Excessive exposure to the metal manganese is linked to Parkinson’s disease, according to a recent study from Iowa State University.
Researchers found that too much exposure to this metal could cause misfolded proteins in the brain and lead to neurological diseases.
The research is published in Science Signaling. Metal manganese has a wide range of industrial uses as an alloy.
Although small amounts of manganese are important for the proper human body functioning, scientists have found that too much exposure to this metal is linked to neurological symptoms.
This is because manganese can accumulate in brain tissues.
Researchers have found the links between metal manganese and neurological diseases since the 1950s.
In this study, the team analyzed data from mice and blood serum samples from welders. The blood serum samples were provided by clinicians at Penn State University.

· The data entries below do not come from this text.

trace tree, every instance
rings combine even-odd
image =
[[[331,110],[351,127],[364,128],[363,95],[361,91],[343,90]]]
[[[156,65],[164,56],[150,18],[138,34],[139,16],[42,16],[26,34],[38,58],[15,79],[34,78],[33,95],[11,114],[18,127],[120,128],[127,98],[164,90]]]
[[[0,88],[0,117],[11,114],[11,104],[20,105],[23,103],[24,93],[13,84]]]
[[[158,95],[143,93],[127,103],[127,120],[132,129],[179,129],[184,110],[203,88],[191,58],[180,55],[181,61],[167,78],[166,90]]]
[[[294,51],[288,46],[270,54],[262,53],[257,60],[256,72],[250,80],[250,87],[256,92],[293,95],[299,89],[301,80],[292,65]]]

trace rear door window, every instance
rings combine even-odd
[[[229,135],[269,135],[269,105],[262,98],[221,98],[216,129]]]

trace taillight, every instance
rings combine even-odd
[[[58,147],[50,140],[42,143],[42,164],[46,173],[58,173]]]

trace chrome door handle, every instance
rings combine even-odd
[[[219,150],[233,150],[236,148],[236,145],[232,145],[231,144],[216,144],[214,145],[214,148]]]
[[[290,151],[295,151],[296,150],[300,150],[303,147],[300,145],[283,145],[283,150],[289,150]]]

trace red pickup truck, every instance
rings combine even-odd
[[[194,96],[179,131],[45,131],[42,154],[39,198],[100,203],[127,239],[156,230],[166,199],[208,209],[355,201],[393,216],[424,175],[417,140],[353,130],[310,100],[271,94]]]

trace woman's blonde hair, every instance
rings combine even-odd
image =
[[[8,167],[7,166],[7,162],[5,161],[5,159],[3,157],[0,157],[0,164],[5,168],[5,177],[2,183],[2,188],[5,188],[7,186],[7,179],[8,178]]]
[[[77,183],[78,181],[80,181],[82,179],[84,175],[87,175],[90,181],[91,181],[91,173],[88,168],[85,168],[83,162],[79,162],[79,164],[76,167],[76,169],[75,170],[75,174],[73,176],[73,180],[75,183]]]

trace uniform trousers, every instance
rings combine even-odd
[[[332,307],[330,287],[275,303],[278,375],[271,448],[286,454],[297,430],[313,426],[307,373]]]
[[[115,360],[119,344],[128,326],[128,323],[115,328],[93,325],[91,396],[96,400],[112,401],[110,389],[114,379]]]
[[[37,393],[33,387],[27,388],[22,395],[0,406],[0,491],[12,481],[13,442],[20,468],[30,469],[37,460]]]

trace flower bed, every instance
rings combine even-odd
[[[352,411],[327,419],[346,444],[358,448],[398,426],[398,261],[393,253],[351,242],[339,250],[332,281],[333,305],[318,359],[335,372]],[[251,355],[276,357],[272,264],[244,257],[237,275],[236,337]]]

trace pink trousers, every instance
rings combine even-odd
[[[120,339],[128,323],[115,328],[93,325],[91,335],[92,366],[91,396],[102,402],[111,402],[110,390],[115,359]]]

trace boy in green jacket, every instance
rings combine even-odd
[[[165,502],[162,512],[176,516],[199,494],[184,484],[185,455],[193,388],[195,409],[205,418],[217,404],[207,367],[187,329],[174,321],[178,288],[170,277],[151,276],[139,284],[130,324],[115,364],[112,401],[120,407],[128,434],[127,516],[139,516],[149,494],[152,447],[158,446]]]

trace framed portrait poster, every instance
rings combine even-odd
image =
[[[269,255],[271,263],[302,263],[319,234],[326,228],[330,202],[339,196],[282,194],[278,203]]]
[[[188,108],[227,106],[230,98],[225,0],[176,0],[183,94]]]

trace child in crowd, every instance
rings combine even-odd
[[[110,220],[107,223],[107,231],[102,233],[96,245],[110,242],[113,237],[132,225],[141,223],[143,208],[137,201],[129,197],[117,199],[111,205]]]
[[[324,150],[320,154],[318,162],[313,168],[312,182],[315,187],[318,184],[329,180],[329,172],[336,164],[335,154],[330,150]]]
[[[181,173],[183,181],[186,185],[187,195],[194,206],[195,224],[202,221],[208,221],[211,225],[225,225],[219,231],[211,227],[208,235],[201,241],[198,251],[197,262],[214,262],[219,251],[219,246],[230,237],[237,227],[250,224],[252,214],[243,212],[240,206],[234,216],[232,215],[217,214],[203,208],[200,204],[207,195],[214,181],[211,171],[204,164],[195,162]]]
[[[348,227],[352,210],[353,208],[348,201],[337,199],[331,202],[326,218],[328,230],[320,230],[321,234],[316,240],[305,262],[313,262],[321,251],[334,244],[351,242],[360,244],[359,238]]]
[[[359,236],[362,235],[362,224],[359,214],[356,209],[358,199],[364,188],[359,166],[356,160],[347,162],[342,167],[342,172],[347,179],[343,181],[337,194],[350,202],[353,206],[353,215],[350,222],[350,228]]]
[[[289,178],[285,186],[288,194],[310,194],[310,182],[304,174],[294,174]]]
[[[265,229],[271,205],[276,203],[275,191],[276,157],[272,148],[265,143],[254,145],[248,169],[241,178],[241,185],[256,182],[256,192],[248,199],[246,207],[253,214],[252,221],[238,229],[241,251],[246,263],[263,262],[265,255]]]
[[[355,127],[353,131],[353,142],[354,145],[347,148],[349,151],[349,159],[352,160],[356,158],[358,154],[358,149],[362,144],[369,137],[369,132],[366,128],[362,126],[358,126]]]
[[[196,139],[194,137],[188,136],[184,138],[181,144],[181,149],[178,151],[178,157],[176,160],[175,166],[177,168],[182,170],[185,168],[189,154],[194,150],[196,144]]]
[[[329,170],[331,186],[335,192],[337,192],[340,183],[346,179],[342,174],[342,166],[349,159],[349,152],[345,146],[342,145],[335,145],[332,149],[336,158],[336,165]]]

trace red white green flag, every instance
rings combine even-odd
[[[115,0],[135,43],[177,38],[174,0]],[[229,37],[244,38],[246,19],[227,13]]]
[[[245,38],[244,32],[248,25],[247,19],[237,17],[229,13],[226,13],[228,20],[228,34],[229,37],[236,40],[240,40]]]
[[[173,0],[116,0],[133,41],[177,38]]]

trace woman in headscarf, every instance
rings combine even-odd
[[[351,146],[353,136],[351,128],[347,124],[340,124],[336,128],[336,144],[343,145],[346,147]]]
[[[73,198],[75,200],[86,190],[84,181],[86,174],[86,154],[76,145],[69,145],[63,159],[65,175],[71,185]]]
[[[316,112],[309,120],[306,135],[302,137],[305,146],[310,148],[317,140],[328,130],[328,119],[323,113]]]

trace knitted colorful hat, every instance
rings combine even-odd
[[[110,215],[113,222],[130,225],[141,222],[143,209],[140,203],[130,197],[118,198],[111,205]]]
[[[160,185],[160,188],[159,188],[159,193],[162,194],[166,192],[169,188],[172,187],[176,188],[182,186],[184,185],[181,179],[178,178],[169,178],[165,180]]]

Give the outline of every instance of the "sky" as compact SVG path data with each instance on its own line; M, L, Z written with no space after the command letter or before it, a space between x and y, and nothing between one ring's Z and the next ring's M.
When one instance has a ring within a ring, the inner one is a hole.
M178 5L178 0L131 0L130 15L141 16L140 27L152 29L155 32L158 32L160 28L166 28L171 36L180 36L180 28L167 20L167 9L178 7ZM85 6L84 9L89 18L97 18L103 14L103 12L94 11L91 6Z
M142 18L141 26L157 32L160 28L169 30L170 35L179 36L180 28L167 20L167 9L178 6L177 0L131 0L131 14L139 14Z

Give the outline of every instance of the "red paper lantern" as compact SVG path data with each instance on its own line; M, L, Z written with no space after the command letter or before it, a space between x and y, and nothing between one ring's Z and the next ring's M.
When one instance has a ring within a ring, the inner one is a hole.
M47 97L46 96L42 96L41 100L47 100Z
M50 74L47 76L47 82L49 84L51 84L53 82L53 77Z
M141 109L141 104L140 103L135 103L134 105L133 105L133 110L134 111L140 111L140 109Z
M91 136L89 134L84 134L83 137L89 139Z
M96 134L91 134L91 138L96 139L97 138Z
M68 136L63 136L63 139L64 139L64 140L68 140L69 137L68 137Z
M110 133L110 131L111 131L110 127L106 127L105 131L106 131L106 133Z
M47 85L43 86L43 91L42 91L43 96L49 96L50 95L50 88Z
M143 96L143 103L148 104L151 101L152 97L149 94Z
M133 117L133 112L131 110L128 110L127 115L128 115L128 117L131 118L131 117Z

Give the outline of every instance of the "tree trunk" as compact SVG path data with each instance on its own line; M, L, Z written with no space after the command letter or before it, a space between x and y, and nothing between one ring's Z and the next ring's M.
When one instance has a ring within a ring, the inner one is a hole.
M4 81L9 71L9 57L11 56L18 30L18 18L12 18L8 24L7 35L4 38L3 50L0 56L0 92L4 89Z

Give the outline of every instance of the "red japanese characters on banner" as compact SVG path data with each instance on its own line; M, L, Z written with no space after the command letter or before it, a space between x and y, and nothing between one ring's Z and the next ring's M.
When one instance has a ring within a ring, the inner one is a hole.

The researchers found that manganese could combine with a protein called alpha-synuclein in the brain.
Welders who were exposed to manganese had increased misfolded alpha-synuclein serum content in their brain.
This means these welders are at a higher risk for developing Parkinson’s disease.
The team suggests that the findings may help create a new medical test to detect the presence of misfolded alpha-synuclein proteins in the brain.
This new test can show whether a person is at risk of Parkinson’s disease even before symptoms appear.
The team hopes their findings could help lead to earlier detection of Parkinson’s disease and better outcomes for patients.
They also suggest that it is important to develop new drugs to slow the disease at early stages. Parkinson’s disease may be harder to slow down when it advances.
The leader of the study is Anumantha Kanthasamy, a Clarence Hartley Covault Distinguished Professor in veterinary medicine and the Eugene and Linda Lloyd Endowed Chair of Neurotoxicology.